Answer:
In adult organisms the regenerative capacity of certain organs or tissues can be limited, resulting in an important clinical challenge for physicians and scientists [1-3].
Regeneration involves the capacity for renewal or recomposition of tissues, organs or even organisms, after considerable physical injury or damage, resulting from pathologies, tumors, congenital diseases or traumas, for example. As a consequence of tissue regeneration, both the composition and the tissue properties are restored, and the newly formed tissue is highly similar to the original tissue. The regenerative capacity is directly related to the presence of stem cells or progenitor cells, which are capable of proliferation and differentiation [4,5]. Tissues that maintain a high proliferative capacity, such as the hematopoietic system, have regenerative capacity even in adult organisms [6].
Cell proliferation occurs in repair processes in general, accompanied by intense production of extracellular matrix, with large amounts of collagen, resulting in the formation of fibrous tissue to occupy the injured area. Although there is lesion filling, both the composition and the tissue properties are different from the original tissue, and the tissue organization pattern is not restored, leading to an altered performance of its functions [2]. Skin healing processes with the presence of scars are examples of tissue repair [3].
Besides the natural processes of regeneration and repair, it is possible, through medical intervention, to fill lesions with natural or synthetic materials, aiming at the recovery of the compromised area, and conferring certain properties to the tissue, avoiding, for example, exacerbation of the initial lesion or the evolution of degenerative processes [1,7].
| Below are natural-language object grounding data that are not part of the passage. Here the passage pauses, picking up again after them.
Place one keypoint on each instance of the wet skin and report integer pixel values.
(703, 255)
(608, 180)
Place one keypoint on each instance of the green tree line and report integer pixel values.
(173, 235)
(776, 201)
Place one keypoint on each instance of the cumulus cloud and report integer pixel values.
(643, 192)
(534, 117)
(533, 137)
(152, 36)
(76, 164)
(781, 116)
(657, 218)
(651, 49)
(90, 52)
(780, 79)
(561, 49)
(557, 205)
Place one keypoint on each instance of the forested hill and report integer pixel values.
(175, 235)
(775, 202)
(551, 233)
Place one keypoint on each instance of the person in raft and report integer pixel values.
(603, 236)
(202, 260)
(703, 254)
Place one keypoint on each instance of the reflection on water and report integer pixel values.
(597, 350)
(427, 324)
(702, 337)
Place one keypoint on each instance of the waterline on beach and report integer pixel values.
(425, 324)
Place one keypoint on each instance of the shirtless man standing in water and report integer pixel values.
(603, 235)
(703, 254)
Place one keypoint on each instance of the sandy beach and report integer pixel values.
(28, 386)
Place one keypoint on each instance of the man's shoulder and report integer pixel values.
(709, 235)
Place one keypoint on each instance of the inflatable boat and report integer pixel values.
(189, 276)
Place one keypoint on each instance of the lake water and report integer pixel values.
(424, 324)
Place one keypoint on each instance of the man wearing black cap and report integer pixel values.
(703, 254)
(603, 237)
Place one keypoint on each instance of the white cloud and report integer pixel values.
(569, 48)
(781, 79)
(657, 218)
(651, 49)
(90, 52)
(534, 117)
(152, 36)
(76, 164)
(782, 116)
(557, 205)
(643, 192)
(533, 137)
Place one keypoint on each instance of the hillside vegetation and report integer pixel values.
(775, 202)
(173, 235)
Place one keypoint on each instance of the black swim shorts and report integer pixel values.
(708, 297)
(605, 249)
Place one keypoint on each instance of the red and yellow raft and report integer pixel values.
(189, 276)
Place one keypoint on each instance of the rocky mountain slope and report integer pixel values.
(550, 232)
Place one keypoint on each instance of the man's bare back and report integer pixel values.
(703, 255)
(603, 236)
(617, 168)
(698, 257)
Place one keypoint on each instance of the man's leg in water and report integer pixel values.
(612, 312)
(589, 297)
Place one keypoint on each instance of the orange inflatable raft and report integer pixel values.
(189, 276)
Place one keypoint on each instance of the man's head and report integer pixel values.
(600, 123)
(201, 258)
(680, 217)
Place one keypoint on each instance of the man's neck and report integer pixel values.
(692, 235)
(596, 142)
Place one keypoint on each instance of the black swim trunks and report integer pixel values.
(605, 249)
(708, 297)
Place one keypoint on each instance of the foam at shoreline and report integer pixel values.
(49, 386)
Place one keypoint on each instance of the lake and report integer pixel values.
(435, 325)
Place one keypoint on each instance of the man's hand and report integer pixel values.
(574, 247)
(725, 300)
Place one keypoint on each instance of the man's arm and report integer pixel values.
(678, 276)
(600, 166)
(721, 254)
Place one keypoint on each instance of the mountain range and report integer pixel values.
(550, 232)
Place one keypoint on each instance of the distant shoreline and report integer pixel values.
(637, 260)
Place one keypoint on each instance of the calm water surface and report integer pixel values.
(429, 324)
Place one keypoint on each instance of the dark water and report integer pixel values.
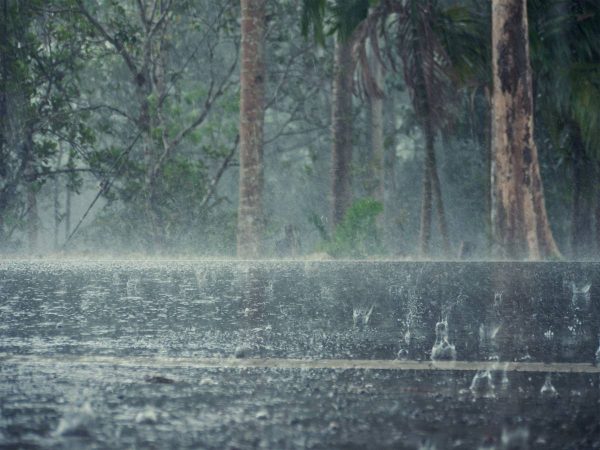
(58, 314)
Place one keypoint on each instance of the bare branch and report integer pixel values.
(224, 165)
(110, 39)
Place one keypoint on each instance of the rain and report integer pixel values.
(320, 224)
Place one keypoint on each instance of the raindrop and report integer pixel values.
(504, 382)
(482, 385)
(517, 439)
(548, 390)
(580, 295)
(77, 421)
(263, 414)
(361, 316)
(442, 349)
(148, 416)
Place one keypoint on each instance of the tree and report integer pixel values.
(158, 44)
(341, 130)
(252, 110)
(568, 100)
(520, 221)
(342, 20)
(40, 63)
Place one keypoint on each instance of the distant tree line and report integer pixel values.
(260, 127)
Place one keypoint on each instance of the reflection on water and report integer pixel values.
(496, 313)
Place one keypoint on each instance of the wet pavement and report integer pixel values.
(166, 355)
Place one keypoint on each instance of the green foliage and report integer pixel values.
(357, 235)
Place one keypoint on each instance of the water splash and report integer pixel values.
(482, 385)
(76, 421)
(548, 390)
(504, 381)
(361, 316)
(487, 341)
(442, 350)
(148, 416)
(580, 298)
(517, 439)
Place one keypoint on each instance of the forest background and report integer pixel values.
(122, 131)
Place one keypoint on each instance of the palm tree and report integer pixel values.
(569, 100)
(252, 110)
(342, 19)
(520, 221)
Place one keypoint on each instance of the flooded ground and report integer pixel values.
(298, 355)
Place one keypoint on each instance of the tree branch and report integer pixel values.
(110, 39)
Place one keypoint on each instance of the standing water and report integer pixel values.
(302, 354)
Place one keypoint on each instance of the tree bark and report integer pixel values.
(32, 219)
(252, 110)
(376, 163)
(341, 150)
(391, 233)
(583, 199)
(520, 221)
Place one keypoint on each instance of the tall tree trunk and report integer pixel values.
(252, 110)
(68, 203)
(4, 71)
(391, 236)
(583, 199)
(520, 222)
(376, 160)
(341, 150)
(597, 209)
(426, 201)
(56, 208)
(32, 219)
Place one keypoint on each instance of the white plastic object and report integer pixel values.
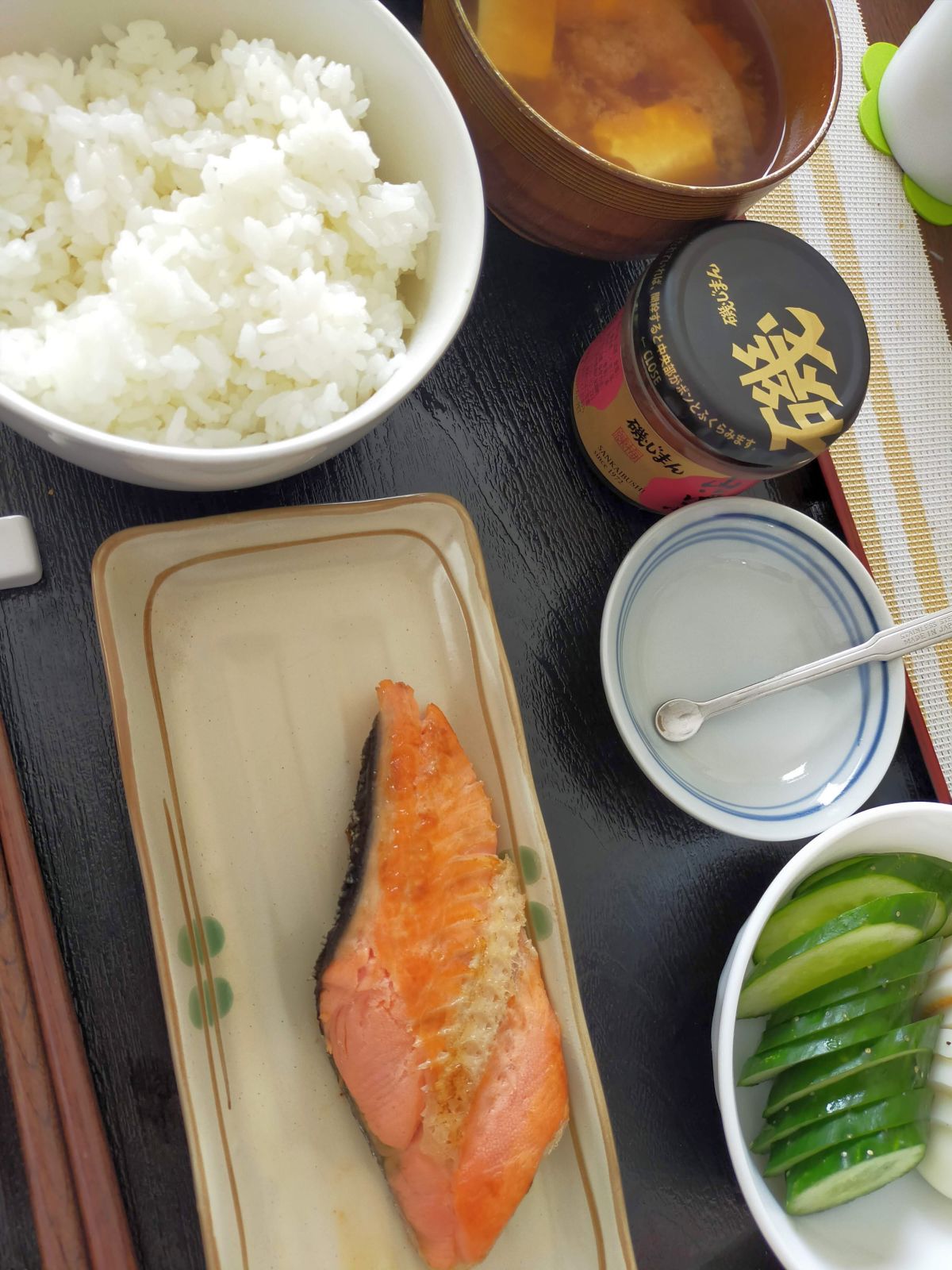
(916, 102)
(19, 554)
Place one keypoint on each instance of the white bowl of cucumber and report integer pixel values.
(847, 1092)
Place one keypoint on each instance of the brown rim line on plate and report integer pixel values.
(241, 654)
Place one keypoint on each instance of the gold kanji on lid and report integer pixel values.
(785, 380)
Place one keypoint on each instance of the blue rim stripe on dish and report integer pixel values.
(846, 616)
(738, 526)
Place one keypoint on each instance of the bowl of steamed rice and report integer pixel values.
(232, 237)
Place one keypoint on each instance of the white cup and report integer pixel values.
(916, 102)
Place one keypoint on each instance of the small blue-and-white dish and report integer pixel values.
(725, 594)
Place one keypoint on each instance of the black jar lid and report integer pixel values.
(754, 343)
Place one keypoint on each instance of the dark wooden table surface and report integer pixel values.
(654, 899)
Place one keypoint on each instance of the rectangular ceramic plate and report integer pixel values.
(243, 653)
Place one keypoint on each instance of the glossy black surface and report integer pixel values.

The three approaches can be used in tissue engineering, targeting regenerative medicine, as they allow the recovery of compromised areas in different degrees. However, the primary objective is regeneration, recomposition of the original tissue and resumption of the biomechanical and molecular properties, with the normal performance of their functions [1,7-8].
Tissue regeneration involves cell recruitment, growth, proliferation and differentiation, with the latter representing a crucial stage for the success of regeneration, avoiding the formation of fibrous tissue characteristic of the repair [9-12]. Tissues with greater regenerative capacity, such as the skin and liver, intrinsically present cells able to migrate to occupy the affected region, and the same cells maintain the proliferative capacity, enabling occupation of the lesion [3]. In other tissues the regenerative capacity is even more impaired. In the cartilage, for example, the cells remain embedded in the extracellular matrix, and the absence of blood vessels inhibits the presence of other types of component cell in the tissue; even the cell migration and proliferation processes are compromised. In general, regeneration and repair processes do not occur naturally in these cases, requiring surgical intervention to stimulate the subchondral bone marrow, thus enabling the presence of cells capable of tissue repair in the compromised area [13]. Other scientific techniques and methodologies seek alternatives to enable the processes both of repair and of tissue regeneration [9-12,14-16].
Anyhow the final stage of the abovementioned processes, cell differentiation, is critical. An understanding of the mechanisms that lead to the differentiation process in adult organisms allows the proposition of improvements in existing technologies and of alternatives geared towards the optimization of guided tissue regeneration processes, in regenerative medicine.